「わが社では女性管理職が増えない……」と悩む経営者の声を聞きます。増えないということは増やそうとしているのに、成果が出ていないということなのでしょうが、その悩みはいったい誰が解決するのか? 人事部に責任が負わされているパターンが多いのではないでしょうか。
あるネット広告企業では、社長の指示により、人事部が女性管理職の比率向上を重要なミッションとして課されていました。その1年後には、
「同業のⅮ社では、女性管理職比率が20%を超えたそうだ。うちはどうなっているんだ!」
と厳しい叱責が飛んだとのこと。
人事部にすれば、これは経営陣との連帯責任じゃないか。さらに言えば、1年や2年で女性管理職が増えるものではない……と嘆きたいのが本音ではないでしょうか。
労働力として伸びるものの、増えない女性管理職
女性管理職が増えないのは、多くの会社で同じです。女性管理職を有する企業割合を役職別にみると、約6割で大きな変化は起きていません(平成30年度雇用均等基本調査より)。管理職全体における女性比率は国際労働機関(ILO)の発表によると12%で、主要7カ国(G7)のうち最下位。しかも平均の半分以下です。

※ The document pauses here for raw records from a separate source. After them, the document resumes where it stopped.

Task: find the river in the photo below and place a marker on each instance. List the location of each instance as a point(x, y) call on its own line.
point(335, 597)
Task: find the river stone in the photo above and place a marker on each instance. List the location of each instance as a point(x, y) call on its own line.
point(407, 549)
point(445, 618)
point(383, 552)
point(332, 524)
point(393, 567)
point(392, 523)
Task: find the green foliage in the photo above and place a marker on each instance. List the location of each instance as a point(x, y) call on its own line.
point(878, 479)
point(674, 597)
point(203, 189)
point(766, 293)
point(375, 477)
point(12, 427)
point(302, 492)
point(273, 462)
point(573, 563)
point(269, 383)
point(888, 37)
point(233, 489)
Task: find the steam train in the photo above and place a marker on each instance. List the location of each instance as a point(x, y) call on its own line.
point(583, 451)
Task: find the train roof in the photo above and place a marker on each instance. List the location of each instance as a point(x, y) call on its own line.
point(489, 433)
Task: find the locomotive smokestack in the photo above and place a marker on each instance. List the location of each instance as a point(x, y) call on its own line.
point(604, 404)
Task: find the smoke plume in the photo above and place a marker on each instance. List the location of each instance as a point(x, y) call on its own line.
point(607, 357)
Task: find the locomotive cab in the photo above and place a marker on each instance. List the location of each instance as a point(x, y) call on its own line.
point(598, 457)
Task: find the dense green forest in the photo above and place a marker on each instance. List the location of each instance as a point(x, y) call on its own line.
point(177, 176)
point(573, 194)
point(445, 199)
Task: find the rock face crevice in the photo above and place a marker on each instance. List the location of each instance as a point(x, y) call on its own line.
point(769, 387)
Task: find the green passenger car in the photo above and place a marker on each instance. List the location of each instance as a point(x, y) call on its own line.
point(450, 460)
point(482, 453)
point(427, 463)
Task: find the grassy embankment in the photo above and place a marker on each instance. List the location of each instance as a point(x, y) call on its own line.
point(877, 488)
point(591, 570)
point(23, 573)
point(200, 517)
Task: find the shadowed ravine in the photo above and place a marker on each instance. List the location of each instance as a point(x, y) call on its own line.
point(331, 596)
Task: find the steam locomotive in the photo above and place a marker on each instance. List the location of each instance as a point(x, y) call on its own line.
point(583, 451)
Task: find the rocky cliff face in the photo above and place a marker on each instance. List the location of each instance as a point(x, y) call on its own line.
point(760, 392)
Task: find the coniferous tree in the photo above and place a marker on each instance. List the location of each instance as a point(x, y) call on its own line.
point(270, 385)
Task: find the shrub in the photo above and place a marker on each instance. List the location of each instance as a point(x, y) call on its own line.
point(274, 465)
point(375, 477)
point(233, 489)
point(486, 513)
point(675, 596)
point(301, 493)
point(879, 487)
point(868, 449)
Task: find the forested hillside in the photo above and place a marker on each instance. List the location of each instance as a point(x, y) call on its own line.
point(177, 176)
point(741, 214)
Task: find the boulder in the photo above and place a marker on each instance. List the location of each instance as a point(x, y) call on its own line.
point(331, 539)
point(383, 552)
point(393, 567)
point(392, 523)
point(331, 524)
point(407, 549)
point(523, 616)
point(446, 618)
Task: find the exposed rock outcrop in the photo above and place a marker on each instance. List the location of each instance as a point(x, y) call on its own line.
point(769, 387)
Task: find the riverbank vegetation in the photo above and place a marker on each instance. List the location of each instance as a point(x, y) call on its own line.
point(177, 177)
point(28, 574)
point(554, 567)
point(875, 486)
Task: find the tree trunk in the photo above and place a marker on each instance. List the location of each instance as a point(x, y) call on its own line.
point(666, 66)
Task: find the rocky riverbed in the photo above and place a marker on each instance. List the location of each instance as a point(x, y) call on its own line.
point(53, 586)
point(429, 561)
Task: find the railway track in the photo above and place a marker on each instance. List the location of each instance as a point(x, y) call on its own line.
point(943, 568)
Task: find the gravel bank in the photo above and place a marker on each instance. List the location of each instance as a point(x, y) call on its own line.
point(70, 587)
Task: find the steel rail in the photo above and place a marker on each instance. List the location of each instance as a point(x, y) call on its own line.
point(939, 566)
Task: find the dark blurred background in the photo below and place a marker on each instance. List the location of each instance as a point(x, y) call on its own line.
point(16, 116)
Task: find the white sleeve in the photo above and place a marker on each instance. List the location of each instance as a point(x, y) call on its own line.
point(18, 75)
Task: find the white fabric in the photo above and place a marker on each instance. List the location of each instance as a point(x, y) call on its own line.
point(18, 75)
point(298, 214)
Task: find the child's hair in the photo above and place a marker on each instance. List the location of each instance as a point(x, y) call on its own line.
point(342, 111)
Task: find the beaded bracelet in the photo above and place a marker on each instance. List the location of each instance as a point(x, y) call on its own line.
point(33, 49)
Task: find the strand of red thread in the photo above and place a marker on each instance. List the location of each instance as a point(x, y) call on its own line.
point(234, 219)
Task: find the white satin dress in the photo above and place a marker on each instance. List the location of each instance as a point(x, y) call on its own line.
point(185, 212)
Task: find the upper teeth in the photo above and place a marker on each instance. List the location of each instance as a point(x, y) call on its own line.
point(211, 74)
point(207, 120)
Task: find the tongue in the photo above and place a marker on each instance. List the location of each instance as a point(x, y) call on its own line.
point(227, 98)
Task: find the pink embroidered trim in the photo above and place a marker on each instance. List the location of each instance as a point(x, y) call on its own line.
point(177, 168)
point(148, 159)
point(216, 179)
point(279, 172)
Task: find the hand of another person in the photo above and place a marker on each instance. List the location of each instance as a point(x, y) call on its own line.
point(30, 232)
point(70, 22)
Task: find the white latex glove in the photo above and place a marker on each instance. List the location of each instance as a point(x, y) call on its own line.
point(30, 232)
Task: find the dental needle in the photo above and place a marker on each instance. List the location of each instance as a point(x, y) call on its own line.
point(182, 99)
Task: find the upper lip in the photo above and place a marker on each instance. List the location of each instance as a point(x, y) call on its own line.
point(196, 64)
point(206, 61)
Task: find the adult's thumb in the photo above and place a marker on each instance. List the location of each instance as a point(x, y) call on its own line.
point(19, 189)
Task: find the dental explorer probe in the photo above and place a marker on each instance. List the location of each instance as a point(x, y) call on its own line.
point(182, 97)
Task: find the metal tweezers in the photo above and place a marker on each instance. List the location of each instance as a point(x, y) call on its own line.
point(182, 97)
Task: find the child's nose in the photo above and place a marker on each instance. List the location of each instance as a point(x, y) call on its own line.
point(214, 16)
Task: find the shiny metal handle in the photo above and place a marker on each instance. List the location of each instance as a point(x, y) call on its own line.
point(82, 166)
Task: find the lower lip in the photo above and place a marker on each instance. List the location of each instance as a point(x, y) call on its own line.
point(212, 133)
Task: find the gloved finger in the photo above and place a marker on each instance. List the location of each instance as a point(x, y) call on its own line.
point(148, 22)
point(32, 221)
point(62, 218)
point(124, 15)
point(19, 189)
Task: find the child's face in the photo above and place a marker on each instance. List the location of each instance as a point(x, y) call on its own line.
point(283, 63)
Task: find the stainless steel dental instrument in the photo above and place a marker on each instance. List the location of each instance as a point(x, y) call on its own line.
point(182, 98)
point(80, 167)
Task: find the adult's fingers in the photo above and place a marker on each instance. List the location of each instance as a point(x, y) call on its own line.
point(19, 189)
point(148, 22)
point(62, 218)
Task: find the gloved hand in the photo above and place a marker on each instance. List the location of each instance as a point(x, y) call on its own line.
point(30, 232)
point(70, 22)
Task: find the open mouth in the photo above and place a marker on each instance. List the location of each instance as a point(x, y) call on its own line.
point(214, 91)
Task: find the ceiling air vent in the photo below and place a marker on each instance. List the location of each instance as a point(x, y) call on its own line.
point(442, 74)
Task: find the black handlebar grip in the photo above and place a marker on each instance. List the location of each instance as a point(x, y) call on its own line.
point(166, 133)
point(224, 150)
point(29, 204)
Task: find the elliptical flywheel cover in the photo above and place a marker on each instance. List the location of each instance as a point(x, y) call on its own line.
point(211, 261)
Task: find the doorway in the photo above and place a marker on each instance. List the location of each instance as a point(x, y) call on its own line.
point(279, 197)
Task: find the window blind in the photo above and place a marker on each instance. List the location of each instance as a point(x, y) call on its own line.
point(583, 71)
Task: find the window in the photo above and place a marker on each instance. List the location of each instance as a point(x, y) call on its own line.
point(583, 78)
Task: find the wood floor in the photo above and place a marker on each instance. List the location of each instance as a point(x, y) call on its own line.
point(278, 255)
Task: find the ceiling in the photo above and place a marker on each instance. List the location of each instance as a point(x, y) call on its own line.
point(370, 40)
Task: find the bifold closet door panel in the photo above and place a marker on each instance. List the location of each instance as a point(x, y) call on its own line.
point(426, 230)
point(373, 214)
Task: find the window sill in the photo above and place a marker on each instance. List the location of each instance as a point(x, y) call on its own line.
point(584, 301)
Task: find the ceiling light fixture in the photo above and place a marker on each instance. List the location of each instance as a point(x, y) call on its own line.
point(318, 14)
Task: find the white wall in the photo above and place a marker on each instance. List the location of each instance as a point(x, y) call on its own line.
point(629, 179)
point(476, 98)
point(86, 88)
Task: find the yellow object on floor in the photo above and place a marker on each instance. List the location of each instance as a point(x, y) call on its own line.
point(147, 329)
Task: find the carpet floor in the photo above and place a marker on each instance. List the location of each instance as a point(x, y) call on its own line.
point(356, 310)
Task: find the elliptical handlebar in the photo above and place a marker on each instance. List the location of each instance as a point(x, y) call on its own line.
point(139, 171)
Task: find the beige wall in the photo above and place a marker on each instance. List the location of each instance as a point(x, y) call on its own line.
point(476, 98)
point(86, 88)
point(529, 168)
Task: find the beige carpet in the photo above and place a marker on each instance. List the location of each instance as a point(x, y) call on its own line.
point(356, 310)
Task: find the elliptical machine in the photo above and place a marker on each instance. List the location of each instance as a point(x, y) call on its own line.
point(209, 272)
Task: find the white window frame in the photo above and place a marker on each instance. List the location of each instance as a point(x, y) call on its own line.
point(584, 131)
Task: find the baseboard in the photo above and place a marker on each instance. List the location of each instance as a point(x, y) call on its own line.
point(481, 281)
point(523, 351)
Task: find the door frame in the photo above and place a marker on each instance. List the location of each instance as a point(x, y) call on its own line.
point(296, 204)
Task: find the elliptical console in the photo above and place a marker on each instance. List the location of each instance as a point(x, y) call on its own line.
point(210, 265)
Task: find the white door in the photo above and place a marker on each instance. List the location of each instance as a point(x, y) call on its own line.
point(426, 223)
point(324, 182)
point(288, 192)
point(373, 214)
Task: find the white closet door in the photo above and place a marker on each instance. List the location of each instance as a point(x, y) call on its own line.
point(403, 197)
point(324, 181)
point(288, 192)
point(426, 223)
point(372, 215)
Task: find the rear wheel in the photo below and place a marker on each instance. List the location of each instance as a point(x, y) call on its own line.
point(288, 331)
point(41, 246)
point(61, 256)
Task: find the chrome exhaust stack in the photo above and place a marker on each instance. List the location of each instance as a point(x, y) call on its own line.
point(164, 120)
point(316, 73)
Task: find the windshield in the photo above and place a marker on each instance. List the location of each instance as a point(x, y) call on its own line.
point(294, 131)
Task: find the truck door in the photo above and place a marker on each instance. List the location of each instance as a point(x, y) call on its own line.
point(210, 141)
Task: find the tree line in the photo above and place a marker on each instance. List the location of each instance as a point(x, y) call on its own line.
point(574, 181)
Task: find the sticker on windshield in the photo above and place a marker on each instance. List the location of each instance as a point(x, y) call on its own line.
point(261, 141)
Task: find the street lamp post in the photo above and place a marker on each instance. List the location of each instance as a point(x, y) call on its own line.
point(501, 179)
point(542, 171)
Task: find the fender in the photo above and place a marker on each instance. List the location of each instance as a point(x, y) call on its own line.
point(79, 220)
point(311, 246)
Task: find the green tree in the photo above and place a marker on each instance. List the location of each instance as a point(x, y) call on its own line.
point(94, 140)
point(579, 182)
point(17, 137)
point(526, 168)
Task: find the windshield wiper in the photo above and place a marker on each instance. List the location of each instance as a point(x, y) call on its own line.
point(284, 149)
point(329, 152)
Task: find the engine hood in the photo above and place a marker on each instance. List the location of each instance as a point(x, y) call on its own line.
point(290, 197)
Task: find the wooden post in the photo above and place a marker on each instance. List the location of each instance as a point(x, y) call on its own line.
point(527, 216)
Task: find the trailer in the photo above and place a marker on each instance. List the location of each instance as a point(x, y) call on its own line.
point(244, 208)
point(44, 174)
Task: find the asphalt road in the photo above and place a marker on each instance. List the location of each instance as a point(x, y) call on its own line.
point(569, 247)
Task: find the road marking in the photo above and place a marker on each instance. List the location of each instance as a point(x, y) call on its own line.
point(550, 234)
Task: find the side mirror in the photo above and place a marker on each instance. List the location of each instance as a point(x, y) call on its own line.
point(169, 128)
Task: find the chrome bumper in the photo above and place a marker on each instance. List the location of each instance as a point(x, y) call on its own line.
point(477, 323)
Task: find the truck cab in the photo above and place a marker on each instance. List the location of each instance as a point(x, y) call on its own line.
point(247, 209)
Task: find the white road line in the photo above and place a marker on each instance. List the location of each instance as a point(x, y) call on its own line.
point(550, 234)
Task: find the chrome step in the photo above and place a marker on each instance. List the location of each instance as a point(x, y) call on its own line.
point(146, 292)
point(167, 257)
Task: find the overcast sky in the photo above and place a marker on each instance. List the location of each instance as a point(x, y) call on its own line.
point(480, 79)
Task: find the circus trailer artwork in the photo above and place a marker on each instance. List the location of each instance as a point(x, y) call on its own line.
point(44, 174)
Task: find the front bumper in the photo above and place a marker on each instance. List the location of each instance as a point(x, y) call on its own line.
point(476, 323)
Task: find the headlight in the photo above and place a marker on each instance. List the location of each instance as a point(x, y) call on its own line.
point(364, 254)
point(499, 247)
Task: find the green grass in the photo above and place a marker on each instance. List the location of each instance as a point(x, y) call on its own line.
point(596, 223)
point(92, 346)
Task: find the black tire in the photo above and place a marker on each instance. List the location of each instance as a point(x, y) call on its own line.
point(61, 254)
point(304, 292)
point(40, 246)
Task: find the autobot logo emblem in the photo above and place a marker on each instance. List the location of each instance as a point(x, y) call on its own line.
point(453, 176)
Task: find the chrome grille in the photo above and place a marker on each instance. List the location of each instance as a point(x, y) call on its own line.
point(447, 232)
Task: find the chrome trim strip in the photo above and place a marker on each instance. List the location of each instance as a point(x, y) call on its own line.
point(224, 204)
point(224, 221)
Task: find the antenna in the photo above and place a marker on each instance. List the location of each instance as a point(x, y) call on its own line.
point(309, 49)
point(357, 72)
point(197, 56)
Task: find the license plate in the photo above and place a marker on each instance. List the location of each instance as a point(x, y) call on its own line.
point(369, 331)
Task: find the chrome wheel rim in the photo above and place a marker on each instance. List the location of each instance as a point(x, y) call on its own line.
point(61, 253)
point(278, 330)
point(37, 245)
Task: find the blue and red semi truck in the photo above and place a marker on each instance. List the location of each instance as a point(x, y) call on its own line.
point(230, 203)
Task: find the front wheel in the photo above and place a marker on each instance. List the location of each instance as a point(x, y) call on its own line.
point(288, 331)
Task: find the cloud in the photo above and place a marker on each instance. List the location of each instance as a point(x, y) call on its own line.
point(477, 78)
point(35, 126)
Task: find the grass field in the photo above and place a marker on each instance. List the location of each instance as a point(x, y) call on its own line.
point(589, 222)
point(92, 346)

女性管理職を登用する会社が増えていない、登用している会社でも女性比率はさほど上がっていないのが実態のようです。
一方で管理職ではないものの、労働力として女性の存在は大きくなるばかり。総務省が発表している労働力調査によると、女性の就業者数は約3003万人で、就業者全体の伸びの9割近くを女性が占めています。